Subject: Re: Fig Cake with Loblolly Sauce
Date: 9/17/2018 10:46 AM
On 9/16/2018 9:15 PM, Lisa wrote:
Greetings Uncle Phaed,
A friend is looking for a loblolly, or maybe lop lolly, sauce recipe for a fig cake her grandmother
used to make. The grandmother lived in the Green, NY area. She made a layered white cake and added
fig jam between the layers (she boiled the figs in sugar and water until thickened), She cooked the
loblolly sauce on top of the stove then poured over the cake.
Sorry, I cannot find any mention of a sauce called "loblolly", "lob lolly", "loplolly", or "lop lolly."
I checked not only on the Internet, but also in regional, historical, and other cookbooks.
There is a savory stew called "loblolly", and "hasty pudding" was sometimes been called "loblolly."
British sailors called their gruel "loblolly."
I must say also that I could not find a town in New York called simply "Green, NY." It must be so
tiny as not to be on maps or it must have been abandoned long ago.

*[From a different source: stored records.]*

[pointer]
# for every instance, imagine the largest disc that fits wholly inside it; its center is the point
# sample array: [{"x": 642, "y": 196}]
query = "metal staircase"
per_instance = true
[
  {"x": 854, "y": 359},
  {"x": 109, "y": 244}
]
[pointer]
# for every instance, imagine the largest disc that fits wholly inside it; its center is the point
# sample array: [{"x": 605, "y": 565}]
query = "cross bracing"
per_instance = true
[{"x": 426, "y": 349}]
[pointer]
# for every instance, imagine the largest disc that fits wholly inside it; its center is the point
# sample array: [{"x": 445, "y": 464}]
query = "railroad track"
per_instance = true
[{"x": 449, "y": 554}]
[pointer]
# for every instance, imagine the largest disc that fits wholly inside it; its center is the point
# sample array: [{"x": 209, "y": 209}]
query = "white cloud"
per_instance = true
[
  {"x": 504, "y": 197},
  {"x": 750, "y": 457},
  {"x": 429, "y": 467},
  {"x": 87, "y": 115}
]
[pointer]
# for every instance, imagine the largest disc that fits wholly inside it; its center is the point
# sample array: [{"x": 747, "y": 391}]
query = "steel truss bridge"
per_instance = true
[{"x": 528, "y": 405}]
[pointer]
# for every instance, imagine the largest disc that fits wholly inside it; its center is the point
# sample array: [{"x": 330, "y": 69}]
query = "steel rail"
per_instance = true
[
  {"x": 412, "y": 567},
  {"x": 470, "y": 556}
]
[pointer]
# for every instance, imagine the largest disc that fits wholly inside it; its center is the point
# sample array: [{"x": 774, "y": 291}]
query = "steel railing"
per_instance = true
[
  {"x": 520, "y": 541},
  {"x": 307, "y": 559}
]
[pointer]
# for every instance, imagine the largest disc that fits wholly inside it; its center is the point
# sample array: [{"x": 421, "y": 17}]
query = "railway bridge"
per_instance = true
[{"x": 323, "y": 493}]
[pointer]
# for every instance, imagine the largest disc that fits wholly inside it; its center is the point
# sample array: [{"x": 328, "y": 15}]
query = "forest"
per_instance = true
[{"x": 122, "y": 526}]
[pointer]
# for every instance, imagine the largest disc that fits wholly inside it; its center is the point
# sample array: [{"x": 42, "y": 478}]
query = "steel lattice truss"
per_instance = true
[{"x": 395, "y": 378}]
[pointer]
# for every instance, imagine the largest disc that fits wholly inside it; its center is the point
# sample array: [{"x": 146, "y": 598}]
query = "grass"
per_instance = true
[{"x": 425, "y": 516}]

I will post this for reader input.
This is not a recipe for "fig cake with loblolly sauce,", but it occurs to me that since "hasty pudding"
was once known as "loblolly," the sauce that is served over "hasty pudding" might have once been called
"loblolly sauce", and some cooks may have served it over other desserts, such as fig cake.
See below for a recipe from here: http://www.welike2cook.com/2013/11/cornmeal-hasty-pudding.html
Hasty Pudding Sauce
1/2 teaspoon baking soda
1 tablespoon maple syrup
1 teaspoon vanilla
In a sauce pan mix all ingredients. Bring to a boil for 1 minute. Serve warm over hasty pudding.
Subject: 9/16/2018 query from Lisa re: Fig Cake w/ Lop lolly sauce
Date: 12/20/2019, 4:40 PM
This came up when I googled 'loplolly sauce'. My grandmother always made and served
a steamed pudding, 'Suet Pudding" as she called it, on Christmas eve that she served
with 'Loplolly'. Since she never used recipes and made everything from memory and
without any measuring instruments, it is not known exactly what went into her cooking.
My mother recreated a recipe for the pudding, made from stale bread, flour, raisins,
spices and ground Suet. But had never been able to duplicate the Loplolly which was
a thin, slightly sweet white sauce made with milk or water and flour or cornstarch,
sugar and usually lemon juice. It was really great on the pudding. Since my mother's
death, my wife makes a pudding every Christmas, substituting Crisco shortening for
the Suet. I've tried to duplicate the Loplolly but have never matched it.
I don't know where it came from, My grandfather came from Wales and my Grandmother's
ancestors were Welsh and English. Incidentally Lisa refers to her Grandmother being
born in Green, NY. My 3rd GGrandmother was born in Greene County, NY. I wonder if
this is the Green reference she gives.